Deswegen wurde er auch hinzugezogen, als es 1933 bis 1935 in Bern zu einem Prozess kam, bei dem gerichtlich bestätigt wurde, dass die angebliche jüdische Weltverschwörungsschrift "Die Protokolle der Weisen von Zion" eine Fälschung war?

Richtig. Er war im Hintergrund, ohne selbst in Erscheinung zu treten, der Hauptgutachter der Antisemiten, die von jüdischen Gruppen verklagt worden waren wegen der Verbreitung der "Protokolle der Weisen von Zion". Jonak war von deren Echtheit überzeugt und suchte dies durch eigene Recherchen, wenn auch vergeblich, nachzuweisen.
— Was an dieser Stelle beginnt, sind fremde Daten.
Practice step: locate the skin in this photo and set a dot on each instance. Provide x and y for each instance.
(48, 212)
Sie haben wochenlang Jonaks Nachlass durchgearbeitet, den die Wiener Library 1955 erstanden hat, und der inzwischen in Tel Aviv lagert. Dazu gehörten seine Bücher, Schriften und sehr viel Korrespondenz. Was lässt sich daraus über den Mann herauslesen?

Sein Fanatismus. Er hat, quasi als antisemitischer Privatgelehrter, enormen Aufwand betrieben, um seine Ziele zu verfolgen - etwa "die moralische Verderbtheit" der Juden nachzuweisen. Zudem muss er wohlhabend gewesen sein, um sich diesen Aufwand leisten zu können. Er besaß auch eine umfangreiche antisemitische Bibliothek, Hunderte von Büchern, zum Teil extrem selten. Und er ist viel gereist für seine Recherchen, auch da hat es ihm nie an Geld gefehlt - jedenfalls hat er in seiner Korrespondenz nie geklagt. Zu seinen antisemitischen Projekten gehörte auch eine Monographie über angebliche jüdische Ritualmorde, die jedoch unveröffentlicht blieb.
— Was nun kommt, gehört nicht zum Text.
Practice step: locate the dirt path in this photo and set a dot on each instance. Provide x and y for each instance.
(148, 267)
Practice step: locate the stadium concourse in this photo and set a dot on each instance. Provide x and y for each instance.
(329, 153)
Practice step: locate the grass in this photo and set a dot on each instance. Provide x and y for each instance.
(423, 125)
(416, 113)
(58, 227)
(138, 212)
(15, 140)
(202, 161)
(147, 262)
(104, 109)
... über Juden, die Christenkinder essen?

Nein, ein wenig anders. Es geht um den uralten Vorwurf, Juden würden vor allem um das Pessachfest herum Christenkindern Blut abzapfen, um es für magische Zwecke zu verwenden. Jonak war davon überzeugt. Auch dafür hat er akribisch nach Belegen gesucht.

Geht aus seinem Nachlass hervor, wie er zum Holocaust stand?

Nein. Es lässt sich aber sagen, dass er in den 30er Jahren Anhänger der sogenannten Madagaskar-Lösung war: Die Juden sollten aus dem deutschen Volkskörper ausgeschieden werden, so nannten die Judenfeinde das damals, und nach Madagaskar deportiert werden. Dort sollten sie sich dann "entparasiten" und zusehen, wie sie zurechtkommen.

Was wurde aus Hans Jonak von Freyenwald nach dem Krieg?

Dazu habe ich nichts im Archiv gefunden. Man weiß lediglich, dass er im November 1953 in Wien starb.